Fionn los dejó a solas en muchas ocasiones. Le prestó a Aidan el dinero necesario para comprar su plantación, a pesar de que su barco apenas si tenía las velas necesarias. A todas luces, se arrepentía de todo lo que le había arrebatado a Viola, una vida respetable entre otras cosas, y quería que algún día tuviera algo mejor. Había visto ese «mejor» en Aidan Castle, un hombre hecho a sí mismo, nacido en Inglaterra como Viola, primo de un noble inglés, pero convertido en norteamericano como Fionn. Como Viola. Su padre le había proporcionado el marido ideal a una edad muy temprana. Y ella le había dado el gusto al enamorarse de él.
En ese caso, ¿por qué la idea de ver a Aidan en menos de un mes ya no le producía alegría? No era tonta. Aidan llevaba un siglo sin escribirle. Pero cuando volviera a verla, las cosas serían como antes y le pediría que se casara con él, como llevaba insinuando durante años. Y ella sería feliz.
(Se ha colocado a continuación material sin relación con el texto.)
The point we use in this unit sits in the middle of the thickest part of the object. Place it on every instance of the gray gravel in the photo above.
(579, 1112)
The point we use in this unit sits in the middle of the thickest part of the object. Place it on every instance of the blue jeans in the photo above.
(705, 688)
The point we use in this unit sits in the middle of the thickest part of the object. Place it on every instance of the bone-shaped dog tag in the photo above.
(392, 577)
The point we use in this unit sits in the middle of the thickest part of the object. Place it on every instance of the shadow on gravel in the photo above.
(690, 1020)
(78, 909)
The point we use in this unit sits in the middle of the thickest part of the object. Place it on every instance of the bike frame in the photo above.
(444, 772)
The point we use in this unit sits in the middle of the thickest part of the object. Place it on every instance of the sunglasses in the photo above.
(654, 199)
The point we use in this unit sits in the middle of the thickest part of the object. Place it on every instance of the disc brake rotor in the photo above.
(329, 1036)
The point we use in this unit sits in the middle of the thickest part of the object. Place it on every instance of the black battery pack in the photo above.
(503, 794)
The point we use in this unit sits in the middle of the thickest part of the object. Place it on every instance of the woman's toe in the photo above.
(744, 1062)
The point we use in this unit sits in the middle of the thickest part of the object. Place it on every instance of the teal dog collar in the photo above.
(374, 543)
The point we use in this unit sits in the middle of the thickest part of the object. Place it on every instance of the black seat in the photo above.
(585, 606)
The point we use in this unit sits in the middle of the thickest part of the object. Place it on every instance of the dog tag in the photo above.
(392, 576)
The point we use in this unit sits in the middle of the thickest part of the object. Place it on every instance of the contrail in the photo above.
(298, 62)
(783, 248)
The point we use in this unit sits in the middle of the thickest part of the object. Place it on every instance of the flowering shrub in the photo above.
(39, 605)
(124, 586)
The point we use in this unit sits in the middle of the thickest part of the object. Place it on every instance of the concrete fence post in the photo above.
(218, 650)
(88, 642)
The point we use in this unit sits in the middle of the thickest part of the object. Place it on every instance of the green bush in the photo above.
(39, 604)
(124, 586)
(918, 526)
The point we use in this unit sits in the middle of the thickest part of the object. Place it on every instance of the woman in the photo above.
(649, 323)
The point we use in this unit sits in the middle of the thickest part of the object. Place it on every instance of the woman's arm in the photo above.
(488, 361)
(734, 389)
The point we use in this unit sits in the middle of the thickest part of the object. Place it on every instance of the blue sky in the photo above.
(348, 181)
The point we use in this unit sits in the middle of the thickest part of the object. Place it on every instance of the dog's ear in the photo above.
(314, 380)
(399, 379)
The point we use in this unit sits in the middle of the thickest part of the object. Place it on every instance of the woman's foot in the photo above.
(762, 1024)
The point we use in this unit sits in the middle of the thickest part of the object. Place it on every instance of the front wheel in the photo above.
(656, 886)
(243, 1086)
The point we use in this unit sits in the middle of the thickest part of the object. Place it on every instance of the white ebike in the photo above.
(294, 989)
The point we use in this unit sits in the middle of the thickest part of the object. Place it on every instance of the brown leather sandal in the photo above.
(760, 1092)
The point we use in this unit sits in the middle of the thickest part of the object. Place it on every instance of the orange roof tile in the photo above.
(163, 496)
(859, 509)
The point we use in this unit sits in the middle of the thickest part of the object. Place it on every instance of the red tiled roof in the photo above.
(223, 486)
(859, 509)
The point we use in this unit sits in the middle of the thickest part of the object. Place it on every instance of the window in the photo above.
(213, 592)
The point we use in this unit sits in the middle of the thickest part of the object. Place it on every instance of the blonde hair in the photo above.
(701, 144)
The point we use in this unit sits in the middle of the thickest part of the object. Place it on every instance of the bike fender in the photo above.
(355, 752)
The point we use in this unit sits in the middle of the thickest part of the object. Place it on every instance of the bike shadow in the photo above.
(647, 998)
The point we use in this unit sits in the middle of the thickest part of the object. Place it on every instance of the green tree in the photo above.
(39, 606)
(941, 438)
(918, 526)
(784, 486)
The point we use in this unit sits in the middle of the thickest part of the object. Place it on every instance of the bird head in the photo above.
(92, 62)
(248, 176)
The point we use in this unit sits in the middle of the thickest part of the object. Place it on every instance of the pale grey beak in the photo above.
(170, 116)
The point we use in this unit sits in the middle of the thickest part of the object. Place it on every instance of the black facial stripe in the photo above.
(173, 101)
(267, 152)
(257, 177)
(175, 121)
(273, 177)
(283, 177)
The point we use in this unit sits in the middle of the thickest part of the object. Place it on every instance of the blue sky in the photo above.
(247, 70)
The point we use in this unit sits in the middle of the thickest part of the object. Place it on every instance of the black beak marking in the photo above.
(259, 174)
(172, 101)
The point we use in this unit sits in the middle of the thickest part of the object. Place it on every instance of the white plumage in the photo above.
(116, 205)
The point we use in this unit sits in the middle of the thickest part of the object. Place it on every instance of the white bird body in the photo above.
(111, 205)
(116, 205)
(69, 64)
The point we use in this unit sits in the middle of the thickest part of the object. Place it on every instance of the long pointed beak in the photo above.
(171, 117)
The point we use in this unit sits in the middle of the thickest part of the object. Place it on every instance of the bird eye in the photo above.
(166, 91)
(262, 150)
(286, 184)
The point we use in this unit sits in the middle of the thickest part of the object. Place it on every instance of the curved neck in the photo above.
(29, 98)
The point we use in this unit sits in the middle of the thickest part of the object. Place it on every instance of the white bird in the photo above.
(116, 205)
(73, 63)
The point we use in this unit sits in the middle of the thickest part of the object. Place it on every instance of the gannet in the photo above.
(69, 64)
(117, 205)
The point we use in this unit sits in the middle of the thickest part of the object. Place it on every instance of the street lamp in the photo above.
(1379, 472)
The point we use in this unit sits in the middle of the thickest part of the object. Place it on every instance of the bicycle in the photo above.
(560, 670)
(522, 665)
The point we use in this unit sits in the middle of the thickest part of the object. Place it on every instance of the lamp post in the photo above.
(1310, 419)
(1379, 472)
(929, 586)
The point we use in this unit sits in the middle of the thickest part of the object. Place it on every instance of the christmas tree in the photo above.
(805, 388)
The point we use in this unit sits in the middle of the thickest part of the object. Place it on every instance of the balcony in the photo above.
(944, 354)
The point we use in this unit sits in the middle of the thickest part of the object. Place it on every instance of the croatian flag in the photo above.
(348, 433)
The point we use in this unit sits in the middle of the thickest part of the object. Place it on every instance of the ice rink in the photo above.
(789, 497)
Una imagen de Seton, pegado a ella delante de la puerta de su camarote, hizo que no se dirigiera a su refugio. En cambio, puso rumbo a la bodega. Cuando por fin la pisó, reparó en todas y cada una de las rajas de la madera, en todas y cada una de las tablas ajadas. Atestada de barriles, cajas y muebles envueltos en paños, parecía un mercante. Los dos marineros que vigilaban la santabárbara se llevaron las manos a las gorras. Ella les devolvió el saludo y se dispuso a examinar el cargamento.
¿Por qué llevaba mercancías a Trinidad? Era una corsaria, por el amor de Dios. Debería estar surcando el océano en busca de piratas, no transportando harina.
Inspiró el aire, mohoso y cargado, mientras desterraba esos inquietantes pensamientos. Seton tenía la culpa. Todo iba a las mil maravillas antes de que él subiera a bordo. Podría desviarse hacia las Outer Banks, tal como quería su tripulación, y desembarcar a Seton en alguna de las islas. No necesitaba que dirigiera su barco por ella.
No lo necesitaba en absoluto.
—¡Sam!
El marinero que charlaba con el guardia de la santabárbara se puso firme.
—¿Capitana?
—Dile al señor Seton que quiero doblar la velocidad. Quiero atracar en Trinidad dentro de dieciocho días.
—Sí, capitana —corrió escaleras arriba.
Viola clavó la mirada en la bodega de su barco, llena con los bienes de otro hombre, y por primera vez en su vida se sintió atrapada en el mar.
—¿Capitán Jin? —
Pequeño
Billy sirvió un cucharón de algo que parecía estofado en un cuenco y se lo ofreció—. He estado pensando.
Jin dejó el cuenco en una mesita emplazada en el comedor. El camarote que servía de cocina no tenía ni un metro cuadrado, pero era el único lugar donde nunca había visto a Viola Carlyle.
Tampoco tenía que haberse molestado en evitarla, ya se encargaba ella de eso. Llevaba cuatro días transmitiéndole órdenes a través de su tripulación. Sus palabras debieron de causarle una gran impresión. Ya sólo tenía que decidir cómo aprovechar esa impresión para conseguir sus fines. Y controlar su genio. El desafío que le había lanzado seguía escociéndole como si lo hubiera insultado. Debía aplacar su enfado antes de volver a hablar con ella.